Setting up an office in Japan is costly. The cost involves not only financial cost but because of cultural differences, it may require extra time to pursue business deals and navigate complex legal restrictions etc.
If the foreign-based companies want to do business in their own country, there is no point to take so much of the above cost in Japan. The reason why foreign-based companies go through such trouble is mainly that they want to cultivate their reach in the Japanese market and increase their sales profit here.
Having said that, if they are dedicated to exploring Japanese market, they are most likely eager to look for those who can be a part of their mission. That said, the reality of the Japanese market is that it operates in the Japanese language and the main clientele remains Japanese people. Unlike our impression that foreign-based companies do not require any Japanese ability etc. more than often, a good level of Japanese ,as well as great understanding of Japanese business culture tend to be very much appreciated in foreign-based companies.
Good blend of Japanese business culture and international culture
Every company will have different corporate cultures. In particular, the extent to which a foreign-based company instills Japanese business cultures vary from a company to a company.
Oftentimes, each company makes a proactive decision about how much Japanese culture they want to reinforce. For example, there is a company that has its HQ in Europe. The company launched its’ Japanese office decades ago and they consider the Japanese market as one of the most important markets. The company really abides by Japanese business culture. For example, they provide permanent job security, and rarely fire people.

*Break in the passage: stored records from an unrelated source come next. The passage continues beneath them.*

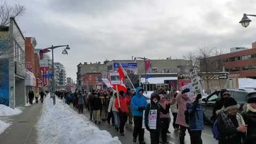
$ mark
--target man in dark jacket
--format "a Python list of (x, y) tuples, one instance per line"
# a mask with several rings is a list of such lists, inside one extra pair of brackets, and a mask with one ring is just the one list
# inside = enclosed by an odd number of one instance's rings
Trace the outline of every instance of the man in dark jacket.
[(102, 109), (102, 105), (99, 95), (95, 94), (94, 98), (91, 103), (91, 108), (93, 109), (93, 115), (95, 123), (100, 124), (100, 110)]
[(213, 106), (213, 110), (212, 111), (212, 116), (211, 118), (212, 122), (214, 123), (217, 119), (217, 115), (216, 114), (216, 111), (221, 109), (224, 104), (224, 100), (226, 98), (230, 96), (228, 90), (226, 89), (222, 89), (220, 91), (220, 99), (218, 99), (215, 102), (215, 105)]
[(92, 114), (93, 113), (93, 108), (92, 107), (92, 102), (93, 99), (94, 98), (94, 95), (96, 95), (97, 93), (95, 90), (92, 91), (92, 93), (88, 96), (88, 104), (89, 105), (89, 110), (90, 110), (90, 120), (92, 120)]
[[(160, 112), (167, 114), (171, 105), (166, 105), (166, 109), (158, 103), (160, 97), (156, 93), (151, 94), (150, 103), (145, 109), (145, 121), (146, 129), (150, 132), (151, 144), (158, 144), (161, 129)], [(149, 123), (151, 121), (151, 123)], [(165, 144), (165, 143), (164, 143)]]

On the other hand, many of the foreign investment banks enforce a lot of non-Japanese corporate culture, or rather they have a common shared global corporate culture rather than that of its host country. It is not uncommon to see an employer getting fired even after one year or even less than one year if the performance is not good.
In other words, it is very difficult to generalize that just because it is a foreign-based company, the corporate culture is more international than Japanese domestic companies.
They appreciate bilingual candidates
At foreign based companies, you are expected to have communication with people working in HQ or other global offices. For such occasions, English is used.
As mentioned above, if your job position requires you to explore Japanese market, you are required to have a good level of Japanese.
Also even if it is a foreign-based company, the majority of employees in Japan office are still Japanese nationals.
For foreign-based companies, people who are bilingual (Japanese and English) are highly valued for their ability to literally bridge communication between employees in HQ and its host country.
Foreign-based companies do have international work aspects most of the time. As mentioned above, if you are expected to communicate with people from HQ and other global offices in English, it is highly likely that corporate culture has got some international elements etc.
However, even if you work for foreign-based companies, it is not like working in other English-speaking countries. The companies are still in Japan and as such you certain expectations in business specific to Japan will still be practiced like the method and practice of exchanging meishi (business cards).
Since there is a great variety of corporate culture among foreign-based companies, if you are interested in a certain company, we highly recommend you talk to current employees to understand the reality of the company.